Showing posts with label Muggeridge. Show all posts
Showing posts with label Muggeridge. Show all posts

Saturday, March 22, 2014

Orthodoxy and the Traditional Mass, 2: connecting with the past


In the prelude to this series, I addressed the accusation that Traditional Catholics are uniquely disloyal to the hierarchy. This, in fact, is the opposite of the truth. In the following post I noted that not only do those attached to the Traditional Mass tend to be orthodox, but there is an extraordinary hatred of the Traditional Mass among many radicals opposed to the teaching of the Church. In this post I want to expand on that.

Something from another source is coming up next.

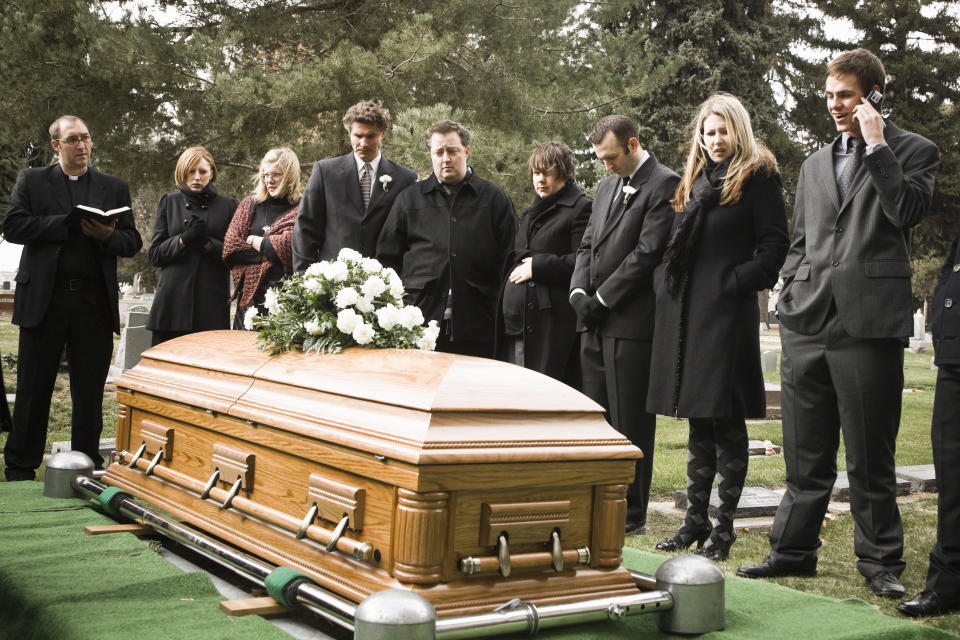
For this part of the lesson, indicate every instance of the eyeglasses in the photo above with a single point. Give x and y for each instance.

Anne Roche Muggeridge, in her book The Desolate City, explains the way that the 'revolutionary' party in the Church gained dominance in a short space of time in the 1960s, in light of a parallel with revolutions in the secular sphere. Borrowing a phrase from a secular historian (Peter Shaw, no relation!), she talks about 'the rituals of the revolution':

'These rituals are designed to diminish the power of existing authority by destroying its mystique during a process in which the symbols that inspire awe are mocked and degraded in "reversed ceremonies of legitimacy". The mocking reversal of sacred symbols serves as a psychological preparation for a transference of allegiance.'

She goes on to discuss the shocking liturgical abuses, and parodies of the liturgy, which took place in the 1960s, particularly in the context of get-togethers of dissenting priests, but in many parishes too. In order to destroy the allegiance of the Faithful to the old doctrines, the liberals subjected them to the ritualised mockery of the most holy and important symbols of the old order. Of course, this did not stop in the 1960s, but it had a special importance in that decade because almost the whole Catholic population had to be brought round from a strong habitual attachment to the old ways to an attitude at least of non-resistance to the revolution the liberals wanted to push forward, of which the keynote issue was the rejection of the Church's teaching on contraception.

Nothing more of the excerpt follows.